In adapting Madeleine L’Engle’s young-adult novel, screenwriters Jennifer Lee and Jeff Stockwell, along with director Ava DuVernay, emphasize themes of personal empowerment and self-actualization. (Did I mention that Oprah Winfrey has a supporting part?) Yet there are deeper implications to the story as well. L’Engle herself was a Christian, after all, and her book has long been considered a metaphor for spiritual struggle. And so even as Meg represents insecure teenagers, she also stands in for anyone who has felt unloved, forgotten, and unwanted—only to then be met by the persistent, mysterious, never-failing love of God.
Although the movie begins with a quaint, domestic scene, it quickly becomes cosmic. Visited by three strange beings—Mrs. Who, Mrs. Whatsit, and Mrs. Which (the latter of whom is played by Oprah)—Meg is sent on an adventure to find her father, with her brother Charles Wallace and a friend (Levi Miller) tagging along. Traveling through space and time—“tessering,” in the movie’s language—they visit previously unknown planets, meet sentient flowers who “speak color,” and encounter a disembodied force of evil known only as IT.
At first, this journey only makes Meg feel more abandoned—cast adrift in a dark universe that is bigger and colder than she could have ever imagined. Yet Mrs. Which, echoing Psalm 139:14, points out that considering all of the choices and events that led to the making of Meg, “just the way you are,” her very existence amidst this vastness is something of a miracle. Not long after this conversation, a seer of sorts (Zach Galifianakis) on another planet tells Meg she is “precious.” Together, these otherworldly figures put Meg in the psalmist’s context, affirming that she is “fearfully and wonderfully made.”
Meg stands in for anyone who has felt unloved—only to then be met by the persistent, mysterious, never-failing love of God.
Better than the dialogue, however, is the way the filmmakers envision this sense of being beloved. (Spoilers ahead.) A Wrinkle in Time is often discussed as an unfilmable book, given L’Engle’s expansive imagination, yet aside from a few CGI-heavy missteps, DuVernay and her team manage to evoke its sense of endless wonder. In one scene, Meg is trapped in a strange white room, unable to see a way out. But then she dons a pair of glasses given to her by Mrs. Who and suddenly the other dimensions at work in the space appear, like blueprints. It’s an echo of her father’s words—that love exists even when you can’t feel it. And, indeed, the “invisible” staircase she discovers leads her to him.
By this point, Meg is beginning to understand not only that she is indeed loved, but that she’s loved exactly as she is. It’s here that the movie offers another gospel inflection, a reminder that Christ loved us while we were still sinners. In her face-off with IT, at which point the evil entity has infected the mind of Charles Wallace and is using him against her, Meg gets the upper hand by reminding her brother that he loves her, even though she has faults that annoy him.

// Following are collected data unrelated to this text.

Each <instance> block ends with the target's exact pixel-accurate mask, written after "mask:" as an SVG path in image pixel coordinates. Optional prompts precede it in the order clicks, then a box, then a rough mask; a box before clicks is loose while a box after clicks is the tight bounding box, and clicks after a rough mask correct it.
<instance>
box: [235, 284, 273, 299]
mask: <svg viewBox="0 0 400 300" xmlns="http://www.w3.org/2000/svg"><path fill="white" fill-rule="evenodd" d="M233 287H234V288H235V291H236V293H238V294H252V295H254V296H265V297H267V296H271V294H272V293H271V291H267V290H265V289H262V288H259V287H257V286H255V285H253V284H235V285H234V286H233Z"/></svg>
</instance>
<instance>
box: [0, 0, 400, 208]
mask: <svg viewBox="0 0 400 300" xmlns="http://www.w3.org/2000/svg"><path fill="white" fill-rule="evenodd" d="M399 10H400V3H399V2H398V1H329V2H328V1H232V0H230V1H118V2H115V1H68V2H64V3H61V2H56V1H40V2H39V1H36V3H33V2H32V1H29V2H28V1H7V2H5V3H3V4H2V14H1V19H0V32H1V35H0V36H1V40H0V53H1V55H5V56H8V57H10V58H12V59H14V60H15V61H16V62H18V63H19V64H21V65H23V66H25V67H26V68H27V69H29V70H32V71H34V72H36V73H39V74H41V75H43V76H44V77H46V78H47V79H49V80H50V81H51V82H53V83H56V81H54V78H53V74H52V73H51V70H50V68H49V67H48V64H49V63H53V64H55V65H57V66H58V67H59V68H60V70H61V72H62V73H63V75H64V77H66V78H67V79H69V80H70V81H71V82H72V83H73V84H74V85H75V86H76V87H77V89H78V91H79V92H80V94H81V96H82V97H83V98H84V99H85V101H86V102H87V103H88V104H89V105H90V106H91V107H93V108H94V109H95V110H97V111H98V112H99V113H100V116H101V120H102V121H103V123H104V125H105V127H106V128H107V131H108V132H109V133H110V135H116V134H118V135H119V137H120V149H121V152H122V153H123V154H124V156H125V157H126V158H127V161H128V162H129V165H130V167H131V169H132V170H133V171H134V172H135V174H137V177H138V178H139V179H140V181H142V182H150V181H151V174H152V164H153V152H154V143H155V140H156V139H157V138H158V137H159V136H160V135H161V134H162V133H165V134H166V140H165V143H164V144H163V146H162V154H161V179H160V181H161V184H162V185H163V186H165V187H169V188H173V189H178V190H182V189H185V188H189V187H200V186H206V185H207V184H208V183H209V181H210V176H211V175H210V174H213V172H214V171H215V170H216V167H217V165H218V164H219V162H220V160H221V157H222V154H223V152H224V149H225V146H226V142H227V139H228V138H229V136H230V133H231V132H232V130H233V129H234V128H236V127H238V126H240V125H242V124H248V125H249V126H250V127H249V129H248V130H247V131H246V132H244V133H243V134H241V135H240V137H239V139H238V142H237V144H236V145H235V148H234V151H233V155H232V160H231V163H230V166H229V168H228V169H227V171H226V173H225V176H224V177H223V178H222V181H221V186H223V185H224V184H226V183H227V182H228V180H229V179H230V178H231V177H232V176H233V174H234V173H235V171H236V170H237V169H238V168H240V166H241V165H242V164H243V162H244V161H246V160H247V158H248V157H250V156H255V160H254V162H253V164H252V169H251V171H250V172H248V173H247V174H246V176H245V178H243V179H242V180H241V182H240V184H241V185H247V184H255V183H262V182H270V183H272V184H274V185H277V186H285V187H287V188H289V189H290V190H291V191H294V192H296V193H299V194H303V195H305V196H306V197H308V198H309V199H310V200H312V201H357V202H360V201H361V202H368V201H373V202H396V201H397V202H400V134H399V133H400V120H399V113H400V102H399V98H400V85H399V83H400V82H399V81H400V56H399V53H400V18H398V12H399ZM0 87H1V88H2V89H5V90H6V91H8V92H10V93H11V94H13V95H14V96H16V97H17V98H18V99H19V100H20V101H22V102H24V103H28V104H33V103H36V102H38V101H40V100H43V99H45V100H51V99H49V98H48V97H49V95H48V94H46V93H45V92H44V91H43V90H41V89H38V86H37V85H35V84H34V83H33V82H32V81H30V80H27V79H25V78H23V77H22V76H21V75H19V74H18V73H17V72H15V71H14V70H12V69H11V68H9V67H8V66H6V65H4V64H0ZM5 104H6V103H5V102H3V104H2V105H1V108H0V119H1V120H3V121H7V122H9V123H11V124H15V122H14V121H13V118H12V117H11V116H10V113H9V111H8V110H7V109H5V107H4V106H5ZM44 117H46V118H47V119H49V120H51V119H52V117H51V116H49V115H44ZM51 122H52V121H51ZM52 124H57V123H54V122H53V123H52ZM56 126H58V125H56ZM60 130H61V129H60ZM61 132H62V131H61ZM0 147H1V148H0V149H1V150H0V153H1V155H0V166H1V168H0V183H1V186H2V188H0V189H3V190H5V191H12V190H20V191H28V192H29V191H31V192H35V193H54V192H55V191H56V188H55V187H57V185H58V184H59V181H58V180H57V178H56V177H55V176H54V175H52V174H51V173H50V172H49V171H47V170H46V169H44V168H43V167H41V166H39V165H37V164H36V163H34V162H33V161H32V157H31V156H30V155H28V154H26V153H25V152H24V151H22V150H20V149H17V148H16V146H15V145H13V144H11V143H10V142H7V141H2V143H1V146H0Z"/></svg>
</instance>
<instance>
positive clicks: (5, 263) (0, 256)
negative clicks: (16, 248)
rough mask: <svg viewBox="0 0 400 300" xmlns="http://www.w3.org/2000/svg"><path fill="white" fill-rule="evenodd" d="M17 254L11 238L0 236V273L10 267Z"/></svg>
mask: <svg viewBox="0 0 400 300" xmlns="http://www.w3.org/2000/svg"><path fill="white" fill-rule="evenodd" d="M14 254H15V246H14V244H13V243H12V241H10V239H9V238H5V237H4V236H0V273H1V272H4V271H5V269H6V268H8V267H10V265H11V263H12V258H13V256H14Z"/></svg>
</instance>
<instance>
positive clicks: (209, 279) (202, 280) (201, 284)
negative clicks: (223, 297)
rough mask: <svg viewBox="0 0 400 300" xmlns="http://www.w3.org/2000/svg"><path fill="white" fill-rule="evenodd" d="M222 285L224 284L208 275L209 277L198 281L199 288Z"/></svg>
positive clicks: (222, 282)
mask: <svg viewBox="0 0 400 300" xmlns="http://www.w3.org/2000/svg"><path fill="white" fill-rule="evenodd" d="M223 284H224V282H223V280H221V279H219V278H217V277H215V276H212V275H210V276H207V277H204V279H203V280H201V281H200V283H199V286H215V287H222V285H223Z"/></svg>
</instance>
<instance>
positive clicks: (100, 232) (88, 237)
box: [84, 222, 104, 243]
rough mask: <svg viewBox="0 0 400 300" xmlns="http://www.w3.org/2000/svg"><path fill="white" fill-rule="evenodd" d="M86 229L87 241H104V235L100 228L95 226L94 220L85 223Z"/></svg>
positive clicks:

Of course, even when we experience the love of others, we can still hate ourselves. Teased at school for her strange family, nerdy demeanor, and kinky hair, Meg must also learn to ignore such derision and love herself. In an attempt to further intimidate her, IT creates a doppelganger of the “perfect” Meg, with more stylish clothes and straightened hair. It’s only after rejecting that false version of herself that Meg, and her family, are free.
This freedom is captured in what is perhaps the movie’s loveliest image, as Meg “tessers” back to Earth. Previous trips have been painful and frightening—captured in quick, claustrophobic images of Meg’s face covered by a fabric in dark space—but here we see her entire body floating slowly through an amber expanse. Ribbons of light caress her limbs, seemingly guiding her forward, from one to the other.
During this climactic moment, A Wrinkle in Time offers an image of the perfect love that John writes about in his letter. In her rejection of IT, Meg literally enacts a love that “drives out fear.” In the aftermath, buoyed by the assurance that she was indeed first loved—both across the universe and the expanse of time—Meg can now love as well.